My 03 VQ35 is having a problem..after i replaced the MAF sensor about a year ago the stalling problem started. After a driving cycle no matter how far or short of a distance the car stats fine but after it turns over and the rpm's start to go down they just go all the way down and car shuts off..also if i bring it up to redline sometimes and clutch it the rpms will fall and it will stall..however the first start of the day is perfect no rpm drop or stall at all..It shot a code when it first did it but went off shortly after and never came on again..its been a while now and its just getting on my nerves finally..thought maybe it was the crank pos sensor(s) which the stealership told me there's 3 of them on my car..idk what to do and i really dont want to bring it to the stealership and get charged out of my ass but like i said its bugging the hell out of me now and i just want it fixed..what should i do and what will the dealership do if i bring it there? open to any suggestions..havnt had any replies on any threads i post on this site ever since i joined..so i might just be typing to a wall..hopefully someone can give me some answers here..thanks in advance..NickAltima


----------



## metro273 (Sep 16, 2005)

Take it to the dealership.

If you've had a sharp pain in your body for a long time, you go to a doctor right? 

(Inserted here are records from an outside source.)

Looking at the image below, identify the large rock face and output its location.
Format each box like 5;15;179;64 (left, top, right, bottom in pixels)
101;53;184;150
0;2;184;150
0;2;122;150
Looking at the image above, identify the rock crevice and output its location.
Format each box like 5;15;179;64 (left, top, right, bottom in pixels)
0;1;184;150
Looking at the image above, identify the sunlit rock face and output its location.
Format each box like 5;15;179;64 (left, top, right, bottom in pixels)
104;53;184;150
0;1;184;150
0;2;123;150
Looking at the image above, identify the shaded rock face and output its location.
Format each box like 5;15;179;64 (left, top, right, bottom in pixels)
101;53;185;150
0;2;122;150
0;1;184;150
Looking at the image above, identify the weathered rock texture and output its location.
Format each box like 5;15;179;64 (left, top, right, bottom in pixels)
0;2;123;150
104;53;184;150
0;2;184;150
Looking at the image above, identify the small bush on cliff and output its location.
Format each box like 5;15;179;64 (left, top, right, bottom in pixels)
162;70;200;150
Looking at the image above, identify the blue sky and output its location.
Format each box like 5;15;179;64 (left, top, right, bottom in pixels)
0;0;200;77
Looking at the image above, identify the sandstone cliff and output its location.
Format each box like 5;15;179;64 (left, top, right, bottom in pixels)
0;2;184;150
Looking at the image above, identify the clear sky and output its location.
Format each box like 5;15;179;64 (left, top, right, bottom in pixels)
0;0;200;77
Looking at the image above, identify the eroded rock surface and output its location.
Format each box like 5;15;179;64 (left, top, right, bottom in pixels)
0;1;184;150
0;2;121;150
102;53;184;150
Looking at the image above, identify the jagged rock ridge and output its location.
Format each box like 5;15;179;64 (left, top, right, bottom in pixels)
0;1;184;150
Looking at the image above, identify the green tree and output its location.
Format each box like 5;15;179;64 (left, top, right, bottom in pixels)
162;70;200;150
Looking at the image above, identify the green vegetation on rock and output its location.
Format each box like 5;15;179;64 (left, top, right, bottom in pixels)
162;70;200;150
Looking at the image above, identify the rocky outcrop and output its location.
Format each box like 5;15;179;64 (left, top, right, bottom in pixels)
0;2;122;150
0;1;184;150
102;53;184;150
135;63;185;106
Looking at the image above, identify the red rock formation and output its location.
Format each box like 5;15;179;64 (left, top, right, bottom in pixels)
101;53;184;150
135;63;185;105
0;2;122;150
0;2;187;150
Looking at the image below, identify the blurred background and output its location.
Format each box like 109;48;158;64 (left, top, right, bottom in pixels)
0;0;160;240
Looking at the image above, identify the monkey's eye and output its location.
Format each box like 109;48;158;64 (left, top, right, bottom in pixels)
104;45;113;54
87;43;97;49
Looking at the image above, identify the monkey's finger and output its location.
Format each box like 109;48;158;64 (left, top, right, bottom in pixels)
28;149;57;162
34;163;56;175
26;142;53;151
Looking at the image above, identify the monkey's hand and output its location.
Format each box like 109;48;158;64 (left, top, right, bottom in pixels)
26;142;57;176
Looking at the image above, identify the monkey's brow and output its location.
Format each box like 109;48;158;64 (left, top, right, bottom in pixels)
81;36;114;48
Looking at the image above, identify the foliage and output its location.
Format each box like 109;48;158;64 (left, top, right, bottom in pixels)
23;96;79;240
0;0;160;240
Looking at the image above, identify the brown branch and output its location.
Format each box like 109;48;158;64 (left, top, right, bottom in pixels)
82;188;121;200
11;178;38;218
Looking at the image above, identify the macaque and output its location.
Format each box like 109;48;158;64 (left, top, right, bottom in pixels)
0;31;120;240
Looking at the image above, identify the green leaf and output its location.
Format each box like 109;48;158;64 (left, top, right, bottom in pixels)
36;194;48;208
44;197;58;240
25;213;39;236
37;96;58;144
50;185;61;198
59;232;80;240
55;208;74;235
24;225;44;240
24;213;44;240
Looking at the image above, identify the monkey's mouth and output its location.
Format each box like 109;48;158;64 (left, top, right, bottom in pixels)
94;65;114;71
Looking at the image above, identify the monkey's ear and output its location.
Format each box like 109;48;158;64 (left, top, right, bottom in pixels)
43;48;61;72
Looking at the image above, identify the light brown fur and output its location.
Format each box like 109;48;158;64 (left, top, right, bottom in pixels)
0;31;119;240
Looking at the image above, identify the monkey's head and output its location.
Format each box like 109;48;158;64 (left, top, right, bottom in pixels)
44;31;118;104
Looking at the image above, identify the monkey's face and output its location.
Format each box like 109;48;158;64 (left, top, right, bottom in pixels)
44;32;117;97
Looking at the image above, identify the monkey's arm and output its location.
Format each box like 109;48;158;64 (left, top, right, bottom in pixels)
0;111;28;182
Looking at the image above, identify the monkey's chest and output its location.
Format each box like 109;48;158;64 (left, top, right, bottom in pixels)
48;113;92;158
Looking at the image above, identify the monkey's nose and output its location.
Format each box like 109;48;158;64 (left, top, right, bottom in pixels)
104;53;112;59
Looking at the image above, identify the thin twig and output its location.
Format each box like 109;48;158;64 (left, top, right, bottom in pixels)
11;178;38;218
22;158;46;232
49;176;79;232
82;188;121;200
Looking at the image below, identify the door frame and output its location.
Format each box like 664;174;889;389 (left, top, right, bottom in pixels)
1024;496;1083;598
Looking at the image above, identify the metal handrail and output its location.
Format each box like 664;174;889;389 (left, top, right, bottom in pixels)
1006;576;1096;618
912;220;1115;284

Hmmm, same thing in this situation...just bite the bullet and DO IT!...


----------



## Nickaltima (Jan 11, 2008)

i would actually just tough it out lol b/c i don't have health insurance haha..but i might however just bite the bullet like you said and take it in..i just hate giving them my money if it's something i can do myself i just need a platform to start on..and if it isn't the prob i think it is then just my luck it would cost me hundreds and hundreds to fix..i got some thinkin to do..thanks tho


----------



## Altima SSS (Oct 10, 2007)

Take your car by an Autozone store and get the car scanned for any trouble codes. If there any trouble codes, it might help you pin point the problem. It can have a trouble code stored and not light up the check engine light.


----------



## Nickaltima (Jan 11, 2008)

i have a scanner in my erosional and its free of any codes according to it..but im just going to save up some dough and take it somewhere b/c it could be 1 of a million things wrong..ill update this after i get it looked at/fixed..thanks tho


----------